Para pemimpin Masyarakat Adat Australia pun kemudian menaikkan bendera setengah tiang dan perenungan selama satu pekan sebagai tanda berduka.

Hasil referendum tersebut menandai kemunduran besar upaya rekonsiliasi dengan komunitas masyarakat adat, serta merusak citra Australia di dunia tentang bagaimana negara itu memperlakukan warga dari Bangsa Pertama. Berbeda dengan suka bangsa lain dengan sejarah yang sama, seperti Kanada dan Selandia Baru, Australia belum secara resmi mengakui atau mencapai kesepakatan dengan Bangsa Pertama mereka.

Dalam referendum tersebut, terdapat pertanyaan yang harus dijawab masyarakat Australia, yaitu "UU yang Diusulkan: untuk mengubah Konstitusi mengakui Masyarakat Pertama Australia dengan membentuk Suara Aborigin dan Penduduk Pribumi Selat Torres. Apakah Anda menyetujui usulan perubahan ini?"

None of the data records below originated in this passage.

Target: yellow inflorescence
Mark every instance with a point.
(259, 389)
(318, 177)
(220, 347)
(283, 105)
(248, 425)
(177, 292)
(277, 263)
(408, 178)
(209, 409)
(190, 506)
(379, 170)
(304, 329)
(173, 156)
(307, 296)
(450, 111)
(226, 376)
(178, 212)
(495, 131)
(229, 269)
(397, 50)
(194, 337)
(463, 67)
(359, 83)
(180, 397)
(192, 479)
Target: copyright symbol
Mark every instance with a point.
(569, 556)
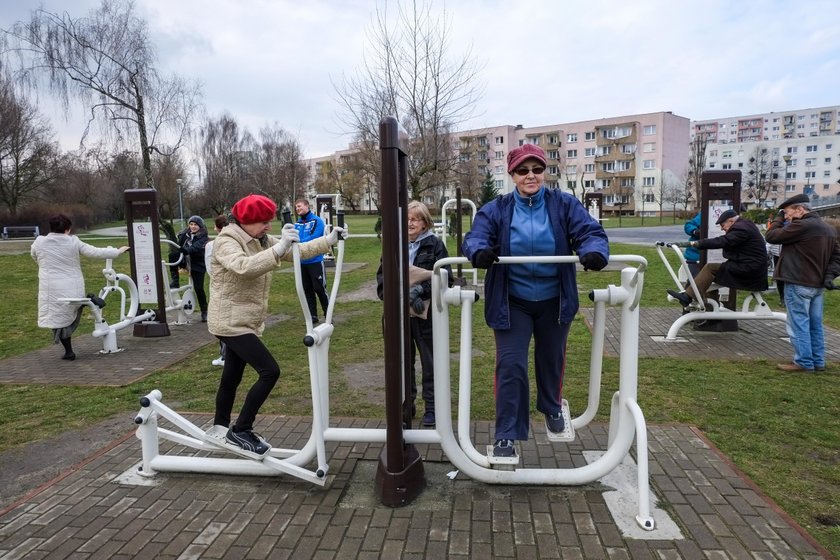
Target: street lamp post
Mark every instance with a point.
(786, 157)
(180, 182)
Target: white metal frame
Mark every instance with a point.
(626, 418)
(753, 307)
(102, 329)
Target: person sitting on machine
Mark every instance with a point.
(746, 260)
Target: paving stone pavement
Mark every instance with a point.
(97, 508)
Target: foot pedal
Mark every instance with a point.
(512, 460)
(566, 435)
(215, 436)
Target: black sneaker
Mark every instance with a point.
(249, 441)
(681, 297)
(503, 448)
(554, 423)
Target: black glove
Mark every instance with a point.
(415, 298)
(593, 261)
(486, 257)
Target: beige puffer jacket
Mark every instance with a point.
(240, 279)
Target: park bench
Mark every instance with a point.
(14, 232)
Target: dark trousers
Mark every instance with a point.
(198, 288)
(240, 351)
(314, 279)
(527, 318)
(421, 341)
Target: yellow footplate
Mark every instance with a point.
(566, 435)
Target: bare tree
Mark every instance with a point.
(696, 165)
(106, 61)
(407, 73)
(762, 171)
(224, 162)
(28, 156)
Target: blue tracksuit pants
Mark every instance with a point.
(540, 320)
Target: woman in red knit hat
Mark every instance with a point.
(244, 257)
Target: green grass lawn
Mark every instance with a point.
(780, 429)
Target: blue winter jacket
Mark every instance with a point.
(692, 230)
(310, 227)
(574, 231)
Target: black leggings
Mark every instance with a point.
(240, 351)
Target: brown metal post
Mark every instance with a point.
(400, 477)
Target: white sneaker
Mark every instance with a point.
(216, 435)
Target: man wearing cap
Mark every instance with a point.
(244, 257)
(539, 299)
(809, 262)
(745, 266)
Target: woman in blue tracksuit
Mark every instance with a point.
(313, 274)
(522, 300)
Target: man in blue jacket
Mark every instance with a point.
(313, 273)
(522, 300)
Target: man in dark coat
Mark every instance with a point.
(745, 252)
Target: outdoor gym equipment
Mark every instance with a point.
(626, 417)
(128, 317)
(181, 299)
(753, 306)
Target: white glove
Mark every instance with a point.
(336, 234)
(288, 235)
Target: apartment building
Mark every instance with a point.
(799, 151)
(632, 160)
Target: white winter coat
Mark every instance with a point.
(240, 278)
(60, 275)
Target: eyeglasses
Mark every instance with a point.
(522, 171)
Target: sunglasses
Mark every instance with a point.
(522, 171)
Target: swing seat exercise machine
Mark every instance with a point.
(752, 308)
(128, 316)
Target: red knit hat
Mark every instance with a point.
(523, 152)
(253, 209)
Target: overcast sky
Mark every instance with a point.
(544, 61)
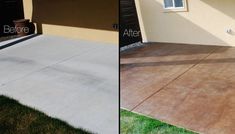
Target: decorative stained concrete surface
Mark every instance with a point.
(73, 80)
(186, 85)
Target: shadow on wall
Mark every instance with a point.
(227, 8)
(172, 27)
(101, 15)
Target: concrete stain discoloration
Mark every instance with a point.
(186, 85)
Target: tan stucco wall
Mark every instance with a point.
(81, 19)
(205, 22)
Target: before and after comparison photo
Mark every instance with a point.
(117, 67)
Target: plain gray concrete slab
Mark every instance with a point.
(78, 83)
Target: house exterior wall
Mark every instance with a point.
(81, 19)
(206, 22)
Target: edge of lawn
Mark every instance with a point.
(152, 118)
(6, 101)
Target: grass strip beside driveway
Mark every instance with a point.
(19, 119)
(132, 123)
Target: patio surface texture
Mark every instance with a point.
(190, 86)
(73, 80)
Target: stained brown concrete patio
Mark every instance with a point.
(191, 86)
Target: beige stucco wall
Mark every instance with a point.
(205, 22)
(81, 19)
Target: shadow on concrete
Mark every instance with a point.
(18, 41)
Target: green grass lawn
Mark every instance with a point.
(18, 119)
(132, 123)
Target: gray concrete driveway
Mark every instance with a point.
(73, 80)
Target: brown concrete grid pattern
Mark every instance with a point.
(186, 85)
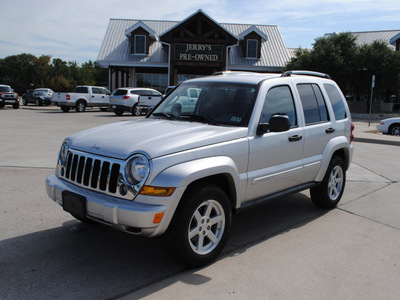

Para pemilih harus menulis "ya" di kertas suara jika mereka setuju dengan usulan perubahan konstitusi, atau menulis "tidak" jika tidak setuju. Dan hasilnya sangat menyakitkan, karena ternyata hampir 60 persen menjawab "tidak".

Jade Ritchie, yang berkampanye untuk pilihan "ya", setelah hasil referendum keluar pada Sabtu (14/10) mengatakan seluruh negara harus berduka atas hilangnya kesempatan.